In de derde plaats kan de gemeente eraan bijdragen dat inwoners beschikken over een herkenbare plek of plekken om elkaar te ontmoeten. Dit is een basisvoorwaarde voor inwoners om verbindingen aan te gaan en acties te ondernemen. Het kan hier zowel gaan om een fysiek als virtueel platform.
d. Het vierde onderwerp waarop de gemeente actief kan zijn betreft burgerinitiatieven: activiteiten, projecten etc. die inwoners in de lokale gemeenschap ten behoeve van die gemeenschap willen realiseren. Ruimte voor burgerinitiatieven draagt bij aan een vitale gemeente en kan er aan bijdragen, zonder sturing vanuit de overheid, dat inwoners zich verbinden. 6 Dit domein wordt ook wel aangeduid als de ‘civil society’. De civil society staat voor de vrije ruimte van de burger, een ruimte voor initiatieven, bijeenkomsten, vergadering, vereniging. Een gezonde samenleving kent een passend evenwicht tussen markt, staat, de civil society en het privé domein, waarbij iedere grootheid een eigen sfeer van invloed heeft, al sluit dit niet uit dat er allianties tussen bijvoorbeeld markt en civil society of gemeente en de civil society ontstaan. De omvang van de civil society ligt niet vast. Het is daarom zowel mogelijk dat deze ruimte inkrimpt, maar ook in omvang kan toenemen. Met de decentralisatie op het sociaal domein en de daarmee gepaard gaande inkrimping van individuele voorzieningen, is ook ingegeven dat inwoners bepaalde taken meer op eigen kracht doen. Dit betekent enerzijds dat inwoners los komen van bepaalde plichten ten overstaan van de overheid, maar tegelijk ook de rechten missen waardoor zij erop kunnen rekenen dat de overheid in deze zorg voorziet. Een terugtredende overheid vraagt tegelijk om een sterkere civil society.
15
e. De vijfde manier waarop de gemeente het domein van ‘inwoners samen‘ kan versterken betreft het verenigingsleven. Verenigingen hebben hun oorsprong in burgerinitiatieven en draaien voor een belangrijk deel op vrijwillige inzet. Zij dragen bij aan binding en het wijgevoel in de gemeente. De gemeenten hebben een belangrijke rol in het ondersteunen van verenigingen. Gemeenten kunnen een rol spelen bij de accommodaties van verenigingen en hen ondersteunen door middel van (kleine) subsidies. f.

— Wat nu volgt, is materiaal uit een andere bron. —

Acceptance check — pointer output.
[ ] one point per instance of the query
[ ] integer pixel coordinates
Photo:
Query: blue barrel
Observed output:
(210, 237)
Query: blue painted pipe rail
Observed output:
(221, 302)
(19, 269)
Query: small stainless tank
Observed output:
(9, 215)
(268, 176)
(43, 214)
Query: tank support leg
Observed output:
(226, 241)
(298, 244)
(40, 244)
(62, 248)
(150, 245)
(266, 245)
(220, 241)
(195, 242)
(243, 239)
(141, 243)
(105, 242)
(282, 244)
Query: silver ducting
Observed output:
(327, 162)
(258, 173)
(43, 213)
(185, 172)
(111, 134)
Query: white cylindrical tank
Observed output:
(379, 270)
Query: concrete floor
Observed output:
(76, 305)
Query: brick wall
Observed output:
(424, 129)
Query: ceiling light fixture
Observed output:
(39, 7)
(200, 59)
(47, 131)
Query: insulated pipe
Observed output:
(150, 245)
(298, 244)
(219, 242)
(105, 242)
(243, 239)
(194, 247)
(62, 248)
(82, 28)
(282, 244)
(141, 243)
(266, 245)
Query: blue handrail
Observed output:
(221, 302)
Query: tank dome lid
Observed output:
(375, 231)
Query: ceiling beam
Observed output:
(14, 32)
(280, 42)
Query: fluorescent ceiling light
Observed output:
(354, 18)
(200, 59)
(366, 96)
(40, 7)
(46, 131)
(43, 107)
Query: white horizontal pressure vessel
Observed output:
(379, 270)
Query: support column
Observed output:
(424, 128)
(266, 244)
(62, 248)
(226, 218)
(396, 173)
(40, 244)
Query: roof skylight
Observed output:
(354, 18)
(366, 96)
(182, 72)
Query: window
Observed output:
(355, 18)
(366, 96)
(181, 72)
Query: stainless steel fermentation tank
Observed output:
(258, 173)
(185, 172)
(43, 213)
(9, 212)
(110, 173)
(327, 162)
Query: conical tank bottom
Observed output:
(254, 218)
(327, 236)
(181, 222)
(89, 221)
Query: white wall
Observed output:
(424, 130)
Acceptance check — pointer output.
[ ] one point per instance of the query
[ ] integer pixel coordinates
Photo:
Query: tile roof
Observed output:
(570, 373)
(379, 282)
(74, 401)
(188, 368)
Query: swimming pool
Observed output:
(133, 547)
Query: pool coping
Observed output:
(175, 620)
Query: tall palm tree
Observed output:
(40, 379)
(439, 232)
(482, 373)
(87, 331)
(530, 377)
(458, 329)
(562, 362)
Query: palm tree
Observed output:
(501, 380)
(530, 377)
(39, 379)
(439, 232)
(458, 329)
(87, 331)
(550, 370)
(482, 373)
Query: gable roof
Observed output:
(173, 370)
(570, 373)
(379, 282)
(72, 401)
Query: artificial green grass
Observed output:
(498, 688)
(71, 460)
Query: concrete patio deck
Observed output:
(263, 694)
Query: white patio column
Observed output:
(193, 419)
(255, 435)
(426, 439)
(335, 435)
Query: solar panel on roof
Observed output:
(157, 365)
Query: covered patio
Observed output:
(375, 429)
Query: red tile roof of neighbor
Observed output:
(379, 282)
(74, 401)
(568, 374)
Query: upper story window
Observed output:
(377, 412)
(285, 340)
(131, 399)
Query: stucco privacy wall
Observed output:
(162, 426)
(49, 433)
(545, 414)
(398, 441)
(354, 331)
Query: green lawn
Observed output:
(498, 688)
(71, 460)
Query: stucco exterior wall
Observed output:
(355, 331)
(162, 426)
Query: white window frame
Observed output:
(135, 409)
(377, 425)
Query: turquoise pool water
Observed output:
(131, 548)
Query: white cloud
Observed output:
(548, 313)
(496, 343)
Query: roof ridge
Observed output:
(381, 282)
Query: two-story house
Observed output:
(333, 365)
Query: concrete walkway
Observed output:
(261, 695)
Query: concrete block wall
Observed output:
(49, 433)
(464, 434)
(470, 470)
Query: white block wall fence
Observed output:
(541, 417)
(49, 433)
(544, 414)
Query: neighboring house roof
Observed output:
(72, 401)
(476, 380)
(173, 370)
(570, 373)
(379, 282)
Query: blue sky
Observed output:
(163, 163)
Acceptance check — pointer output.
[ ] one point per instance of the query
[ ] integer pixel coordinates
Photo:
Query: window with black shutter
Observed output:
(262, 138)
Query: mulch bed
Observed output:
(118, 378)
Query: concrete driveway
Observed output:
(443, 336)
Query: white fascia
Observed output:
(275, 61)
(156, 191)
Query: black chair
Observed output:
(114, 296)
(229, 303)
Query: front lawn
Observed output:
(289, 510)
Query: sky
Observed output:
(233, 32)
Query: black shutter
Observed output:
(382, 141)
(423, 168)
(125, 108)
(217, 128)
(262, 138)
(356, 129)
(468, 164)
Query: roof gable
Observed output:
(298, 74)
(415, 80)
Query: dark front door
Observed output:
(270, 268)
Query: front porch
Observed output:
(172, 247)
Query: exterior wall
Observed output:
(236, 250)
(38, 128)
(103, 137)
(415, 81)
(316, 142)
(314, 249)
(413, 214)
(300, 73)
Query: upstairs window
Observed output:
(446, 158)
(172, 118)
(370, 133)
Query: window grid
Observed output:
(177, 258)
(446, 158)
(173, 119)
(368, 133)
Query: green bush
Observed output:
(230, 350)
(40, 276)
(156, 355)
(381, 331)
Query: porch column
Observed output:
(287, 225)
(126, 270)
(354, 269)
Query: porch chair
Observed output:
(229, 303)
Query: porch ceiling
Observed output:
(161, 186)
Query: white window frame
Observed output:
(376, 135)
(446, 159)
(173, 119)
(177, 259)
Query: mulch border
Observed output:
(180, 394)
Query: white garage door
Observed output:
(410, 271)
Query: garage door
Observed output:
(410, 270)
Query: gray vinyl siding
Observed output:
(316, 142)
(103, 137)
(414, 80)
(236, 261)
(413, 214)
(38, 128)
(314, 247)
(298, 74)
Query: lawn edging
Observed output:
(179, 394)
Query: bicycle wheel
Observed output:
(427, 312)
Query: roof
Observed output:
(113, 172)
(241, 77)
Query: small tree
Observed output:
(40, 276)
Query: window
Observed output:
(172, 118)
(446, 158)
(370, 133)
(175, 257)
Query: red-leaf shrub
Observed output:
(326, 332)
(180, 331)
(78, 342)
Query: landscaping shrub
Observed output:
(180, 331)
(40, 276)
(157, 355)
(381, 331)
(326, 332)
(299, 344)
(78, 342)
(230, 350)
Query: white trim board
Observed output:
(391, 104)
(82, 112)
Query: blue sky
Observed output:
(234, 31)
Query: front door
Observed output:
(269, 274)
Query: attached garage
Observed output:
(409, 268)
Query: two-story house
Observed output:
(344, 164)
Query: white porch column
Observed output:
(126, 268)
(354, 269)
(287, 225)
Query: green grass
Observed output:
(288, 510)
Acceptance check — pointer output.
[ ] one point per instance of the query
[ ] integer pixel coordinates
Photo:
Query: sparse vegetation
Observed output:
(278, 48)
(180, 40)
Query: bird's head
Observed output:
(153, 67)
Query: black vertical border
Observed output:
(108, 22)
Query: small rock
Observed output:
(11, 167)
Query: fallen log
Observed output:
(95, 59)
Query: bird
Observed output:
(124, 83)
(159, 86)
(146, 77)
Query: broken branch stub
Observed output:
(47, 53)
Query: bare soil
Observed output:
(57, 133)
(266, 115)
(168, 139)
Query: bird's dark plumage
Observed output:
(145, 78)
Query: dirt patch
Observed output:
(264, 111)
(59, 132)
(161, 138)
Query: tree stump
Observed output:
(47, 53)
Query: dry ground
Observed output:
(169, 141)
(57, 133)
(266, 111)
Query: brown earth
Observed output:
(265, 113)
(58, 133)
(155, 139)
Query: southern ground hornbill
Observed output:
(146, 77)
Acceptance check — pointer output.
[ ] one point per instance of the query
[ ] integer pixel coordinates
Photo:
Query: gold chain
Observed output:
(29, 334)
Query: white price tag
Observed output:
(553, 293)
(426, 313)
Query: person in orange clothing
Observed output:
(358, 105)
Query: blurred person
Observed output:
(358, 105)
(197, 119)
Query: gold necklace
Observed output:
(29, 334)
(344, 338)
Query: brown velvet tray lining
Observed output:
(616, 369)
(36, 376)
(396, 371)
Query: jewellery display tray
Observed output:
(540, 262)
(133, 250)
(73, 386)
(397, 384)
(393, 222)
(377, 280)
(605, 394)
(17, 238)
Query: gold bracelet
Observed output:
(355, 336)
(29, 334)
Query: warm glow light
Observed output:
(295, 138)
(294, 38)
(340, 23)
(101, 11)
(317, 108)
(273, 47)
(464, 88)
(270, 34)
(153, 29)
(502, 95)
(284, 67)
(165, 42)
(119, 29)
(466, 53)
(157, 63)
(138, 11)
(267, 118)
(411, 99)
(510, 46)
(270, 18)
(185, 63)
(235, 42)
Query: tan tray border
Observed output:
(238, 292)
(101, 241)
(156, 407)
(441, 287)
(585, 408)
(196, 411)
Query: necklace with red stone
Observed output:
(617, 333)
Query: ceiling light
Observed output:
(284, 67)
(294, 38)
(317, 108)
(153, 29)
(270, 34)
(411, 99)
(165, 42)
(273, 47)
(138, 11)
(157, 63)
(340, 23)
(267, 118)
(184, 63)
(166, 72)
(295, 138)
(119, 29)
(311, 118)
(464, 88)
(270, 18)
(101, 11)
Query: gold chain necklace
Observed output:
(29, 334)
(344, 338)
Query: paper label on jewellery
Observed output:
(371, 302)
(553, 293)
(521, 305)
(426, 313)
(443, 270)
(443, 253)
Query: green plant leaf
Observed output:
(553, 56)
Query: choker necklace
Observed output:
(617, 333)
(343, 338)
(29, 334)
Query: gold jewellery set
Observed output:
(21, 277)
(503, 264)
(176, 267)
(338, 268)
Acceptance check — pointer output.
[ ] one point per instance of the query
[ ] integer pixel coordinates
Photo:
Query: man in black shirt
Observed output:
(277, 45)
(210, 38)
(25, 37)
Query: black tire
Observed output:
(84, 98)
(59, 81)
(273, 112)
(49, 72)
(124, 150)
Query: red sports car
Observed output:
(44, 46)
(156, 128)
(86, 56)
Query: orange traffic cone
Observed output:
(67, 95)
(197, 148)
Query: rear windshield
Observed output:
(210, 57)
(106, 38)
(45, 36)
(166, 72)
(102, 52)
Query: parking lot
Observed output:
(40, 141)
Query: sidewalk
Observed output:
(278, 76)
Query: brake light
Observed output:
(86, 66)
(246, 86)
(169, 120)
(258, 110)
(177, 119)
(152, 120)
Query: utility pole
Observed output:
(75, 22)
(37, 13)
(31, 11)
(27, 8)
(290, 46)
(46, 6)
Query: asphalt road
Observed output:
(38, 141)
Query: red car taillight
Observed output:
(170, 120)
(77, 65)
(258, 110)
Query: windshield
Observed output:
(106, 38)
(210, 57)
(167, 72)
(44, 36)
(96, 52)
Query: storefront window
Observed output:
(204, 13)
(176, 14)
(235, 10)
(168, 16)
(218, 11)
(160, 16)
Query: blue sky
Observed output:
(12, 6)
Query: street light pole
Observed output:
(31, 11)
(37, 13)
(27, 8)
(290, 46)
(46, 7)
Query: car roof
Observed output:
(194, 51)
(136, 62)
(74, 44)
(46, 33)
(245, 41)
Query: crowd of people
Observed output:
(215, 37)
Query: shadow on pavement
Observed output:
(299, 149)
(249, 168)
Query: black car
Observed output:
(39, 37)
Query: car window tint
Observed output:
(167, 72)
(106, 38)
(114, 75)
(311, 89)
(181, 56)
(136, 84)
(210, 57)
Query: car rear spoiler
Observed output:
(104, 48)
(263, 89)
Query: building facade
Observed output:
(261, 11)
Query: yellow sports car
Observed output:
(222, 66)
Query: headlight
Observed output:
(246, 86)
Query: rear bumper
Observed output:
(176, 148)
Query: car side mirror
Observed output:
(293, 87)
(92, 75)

De zesde invalshoek die gemeenten kunnen kiezen om het domein van ‘inwoners met elkaar’ te versterken, is het inzetten op basisvoorzieningen. Basisvoorzieningen ondersteunen niet alleen inwoners met individuele vragen, maar hebben ook een rol als het gaat om ‘inwoners samen’. Gemeenten kunnen de basisvoorzieningen die zij subsidiëren nadrukkelijk de opdracht geven een bijdrage te leveren aan verbinding, juist als er sprake is van vragen rondom zelfredzaamheid. Op deze manier ondersteunen de basisvoorzieningen de zelfredzame samenleving.
Meneer F. is bijna 90 jaar en de oudste in zaal, denkt hij. Hij heeft iets te vertellen. Hij woont al z’n hele leven in Bussum. Een heel rustig en plezierig dorp. Stadje eigenlijk. Het is prachtig op de heide. Alle reden om hier gelukkig te zijn. Aan problemen kan je veel zelf doen. Als je gezond bent. Meneer vindt overigens de naam van de nieuwe gemeente niet zo gelukkig. Hij vindt ook dat we in Gooise Meren meer moeten genieten. Het is belangrijk om het mooie van je omgeving te zien en te genieten. Hij zou dat liefst laten zien door een dansje te doen, op het podium met z’n vrouw.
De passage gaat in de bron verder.